Ed is an author for Citizen Truth. He is the founder of OurFutureAmerica.org, a nonprofit resource for Americans seeking a fact-based, nonpartisan discussion of public policy.


  1. William Slifko February 25, 2020

    While you make a valid point for your argument that Bloomberg’s candidacy is good for America such as welcoming as many voices to the political process as possible, the comment “We should also welcome a voice in the political process that is truly independent and whose candidacy is not indebted to anyone.” is misleading as Bloomberg has never displayed any altruistic purposes in his political career. His interests appear to be self-aggrandizing and supportive of his infamous misogynist attitude toward women and racist attitude toward POC.

    His sudden decision to join the stage further appears to be driven by his fear of seeing a Sanders presidency where people in his massively wealthy class will be required to pay their fair share of the tax burden rather than skirting the edges as they have done for decades. You mentioned that “Billionaires are not a unified class with unified interests.” which, when considering the fact that Sanders has steadfastly stated his position regarding the wealthy, taxes, healthcare, education, etc., is a threat to their entire class. A good example of this is to ask, ‘how many millionaires in Congress, both Democrat and Republican, voted for the huge increases in the military budget?’ And then ask, ‘how many non-millionaires who do not have MIC related organizations in their constituencies voted for the same increases?’ I’ll let you do the reporting on that.

    Bloomberg is a spoiler, a distraction for the politically unaware. He’s dangerous for democracy. He doesn’t care if our social programs are adequately funded or not, if we have healthcare for people who have none, if we have adequate education opportunities. His tenure as mayor of the world’s leading city proves these points. He could have accomplished so much during that time but he chose not to not because it was difficult to achieve, but because he placed the wealthy class above the working people.

    Being a billionaire is evidence enough that he doesn’t play well with his classmates. Not seeing this one, glaring point with regard to Bloomberg and whether or not he would make a horrible president is the definition of being politically unaware.

  2. Tony February 26, 2020

    Well said.

  3. Ed Orazem February 26, 2020

    Thank you William for your engagement and thoughts. While the intention of my piece was not to opine on the merits of a Bloomberg candidacy, only on the value of additional voices in the process, I do have a more charitable view of his candidacy than you do. Having lived in NYC during his tenure as mayor, I thought he was good for the city. He actually raised property taxes on wealthy homeowners in order to fund the city post 9/11. I also view his financial support of democrats during that past few years and considerable philanthropic engagement more charitably than you do. As for your view that the billionaire class is monolithic in nature, I actually observe many high profile members of that class calling for higher taxes, including Bill Gates, Warren Buffet, Jamie Dimon, and Mayor Bloomberg himself. (He simply opposes the wealth tax based on the view that it is unconstitutional.)

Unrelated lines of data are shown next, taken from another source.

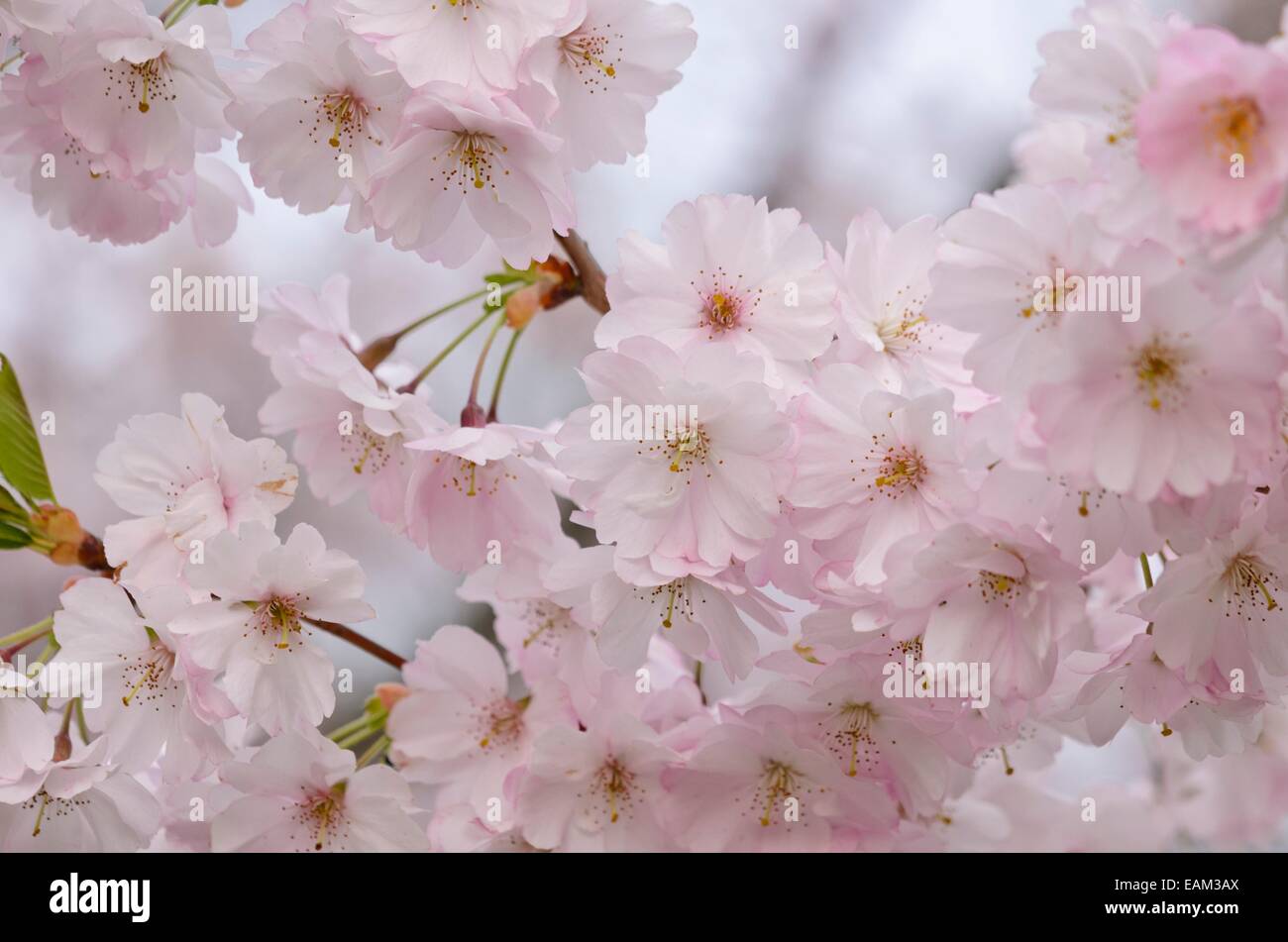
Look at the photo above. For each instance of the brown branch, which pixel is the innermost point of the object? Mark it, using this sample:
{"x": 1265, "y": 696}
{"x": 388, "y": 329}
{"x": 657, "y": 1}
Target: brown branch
{"x": 91, "y": 556}
{"x": 590, "y": 275}
{"x": 366, "y": 644}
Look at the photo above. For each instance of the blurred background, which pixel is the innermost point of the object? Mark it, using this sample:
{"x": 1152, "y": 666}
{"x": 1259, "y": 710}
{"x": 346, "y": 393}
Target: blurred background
{"x": 850, "y": 119}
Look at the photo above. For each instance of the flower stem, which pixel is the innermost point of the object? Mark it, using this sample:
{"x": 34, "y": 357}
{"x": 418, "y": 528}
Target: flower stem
{"x": 501, "y": 372}
{"x": 366, "y": 725}
{"x": 483, "y": 353}
{"x": 172, "y": 13}
{"x": 421, "y": 322}
{"x": 1144, "y": 568}
{"x": 460, "y": 339}
{"x": 357, "y": 640}
{"x": 375, "y": 751}
{"x": 589, "y": 273}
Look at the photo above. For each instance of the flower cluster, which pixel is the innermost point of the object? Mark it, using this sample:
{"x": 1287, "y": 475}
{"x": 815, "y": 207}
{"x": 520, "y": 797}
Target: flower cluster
{"x": 867, "y": 533}
{"x": 445, "y": 128}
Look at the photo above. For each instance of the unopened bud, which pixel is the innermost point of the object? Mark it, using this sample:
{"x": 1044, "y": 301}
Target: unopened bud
{"x": 389, "y": 693}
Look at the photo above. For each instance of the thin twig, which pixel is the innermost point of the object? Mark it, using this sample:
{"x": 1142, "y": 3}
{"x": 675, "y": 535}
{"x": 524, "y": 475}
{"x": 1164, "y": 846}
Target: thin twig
{"x": 589, "y": 271}
{"x": 347, "y": 633}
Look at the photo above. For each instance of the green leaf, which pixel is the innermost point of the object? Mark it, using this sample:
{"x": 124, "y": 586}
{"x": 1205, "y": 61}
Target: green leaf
{"x": 9, "y": 506}
{"x": 21, "y": 461}
{"x": 13, "y": 538}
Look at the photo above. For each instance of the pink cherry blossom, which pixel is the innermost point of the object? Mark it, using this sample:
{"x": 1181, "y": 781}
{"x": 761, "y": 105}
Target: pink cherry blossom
{"x": 884, "y": 279}
{"x": 596, "y": 790}
{"x": 317, "y": 108}
{"x": 351, "y": 427}
{"x": 988, "y": 594}
{"x": 729, "y": 271}
{"x": 26, "y": 743}
{"x": 185, "y": 477}
{"x": 605, "y": 72}
{"x": 303, "y": 792}
{"x": 987, "y": 279}
{"x": 163, "y": 95}
{"x": 761, "y": 787}
{"x": 468, "y": 170}
{"x": 475, "y": 491}
{"x": 154, "y": 695}
{"x": 872, "y": 468}
{"x": 258, "y": 629}
{"x": 1224, "y": 602}
{"x": 1180, "y": 398}
{"x": 1212, "y": 129}
{"x": 459, "y": 727}
{"x": 696, "y": 493}
{"x": 76, "y": 804}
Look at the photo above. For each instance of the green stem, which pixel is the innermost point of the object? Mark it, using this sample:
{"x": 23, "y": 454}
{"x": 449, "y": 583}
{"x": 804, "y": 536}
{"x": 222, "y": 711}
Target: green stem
{"x": 51, "y": 650}
{"x": 362, "y": 723}
{"x": 375, "y": 749}
{"x": 398, "y": 335}
{"x": 27, "y": 635}
{"x": 353, "y": 739}
{"x": 460, "y": 339}
{"x": 172, "y": 13}
{"x": 483, "y": 353}
{"x": 500, "y": 376}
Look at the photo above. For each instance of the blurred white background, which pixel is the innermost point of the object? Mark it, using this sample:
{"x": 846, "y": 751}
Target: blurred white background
{"x": 850, "y": 119}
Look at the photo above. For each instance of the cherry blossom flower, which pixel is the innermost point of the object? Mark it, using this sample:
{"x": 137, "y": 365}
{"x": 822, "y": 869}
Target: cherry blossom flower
{"x": 1087, "y": 94}
{"x": 459, "y": 727}
{"x": 163, "y": 95}
{"x": 872, "y": 468}
{"x": 458, "y": 43}
{"x": 700, "y": 614}
{"x": 1180, "y": 398}
{"x": 874, "y": 735}
{"x": 606, "y": 71}
{"x": 47, "y": 16}
{"x": 987, "y": 280}
{"x": 1212, "y": 129}
{"x": 467, "y": 168}
{"x": 1224, "y": 602}
{"x": 187, "y": 477}
{"x": 595, "y": 790}
{"x": 697, "y": 491}
{"x": 999, "y": 594}
{"x": 154, "y": 695}
{"x": 729, "y": 271}
{"x": 257, "y": 631}
{"x": 759, "y": 787}
{"x": 351, "y": 427}
{"x": 304, "y": 792}
{"x": 317, "y": 108}
{"x": 884, "y": 279}
{"x": 77, "y": 188}
{"x": 26, "y": 743}
{"x": 473, "y": 493}
{"x": 76, "y": 804}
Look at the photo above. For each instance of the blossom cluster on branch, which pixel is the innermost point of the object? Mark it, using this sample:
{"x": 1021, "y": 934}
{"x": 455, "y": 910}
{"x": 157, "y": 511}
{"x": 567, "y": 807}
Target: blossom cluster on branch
{"x": 868, "y": 532}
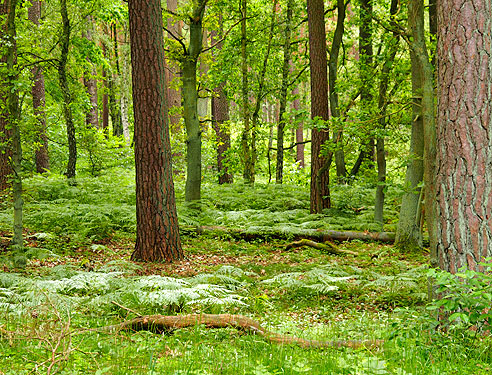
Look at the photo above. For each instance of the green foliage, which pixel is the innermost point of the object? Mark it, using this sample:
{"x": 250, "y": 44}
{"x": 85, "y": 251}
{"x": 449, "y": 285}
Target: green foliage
{"x": 465, "y": 298}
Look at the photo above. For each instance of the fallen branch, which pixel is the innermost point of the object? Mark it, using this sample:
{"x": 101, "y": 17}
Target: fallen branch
{"x": 163, "y": 323}
{"x": 311, "y": 234}
{"x": 326, "y": 247}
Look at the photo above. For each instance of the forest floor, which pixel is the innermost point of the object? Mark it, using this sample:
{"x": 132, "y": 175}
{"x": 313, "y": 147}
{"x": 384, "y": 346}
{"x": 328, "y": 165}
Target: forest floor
{"x": 49, "y": 307}
{"x": 79, "y": 279}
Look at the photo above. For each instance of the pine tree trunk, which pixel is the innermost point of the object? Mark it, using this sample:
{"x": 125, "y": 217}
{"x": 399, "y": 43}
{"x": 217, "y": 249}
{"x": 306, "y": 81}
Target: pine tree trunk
{"x": 464, "y": 134}
{"x": 320, "y": 173}
{"x": 283, "y": 94}
{"x": 90, "y": 83}
{"x": 383, "y": 99}
{"x": 220, "y": 120}
{"x": 173, "y": 72}
{"x": 409, "y": 234}
{"x": 157, "y": 224}
{"x": 65, "y": 89}
{"x": 190, "y": 105}
{"x": 332, "y": 76}
{"x": 38, "y": 101}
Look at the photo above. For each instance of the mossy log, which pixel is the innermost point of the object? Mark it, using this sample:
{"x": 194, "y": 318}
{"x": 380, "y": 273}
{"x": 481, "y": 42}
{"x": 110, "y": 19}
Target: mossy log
{"x": 163, "y": 323}
{"x": 326, "y": 247}
{"x": 315, "y": 235}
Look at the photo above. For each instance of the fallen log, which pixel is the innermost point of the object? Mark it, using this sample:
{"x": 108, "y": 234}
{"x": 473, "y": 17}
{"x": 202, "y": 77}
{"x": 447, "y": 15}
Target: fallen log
{"x": 266, "y": 234}
{"x": 163, "y": 323}
{"x": 326, "y": 247}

  4. Larry Stout February 28, 2020

    Neither half of the “duopoly” is capable of fielding a truly good presidential (or senatorial, or representive) candidate; they are both long since reduced to special-interest conglomerates, and the same most-powerful special interests — namely, the military-industrial complex and the Jewish lobby — essentially control both parties. The evidence is plain to see, every day, everywhere.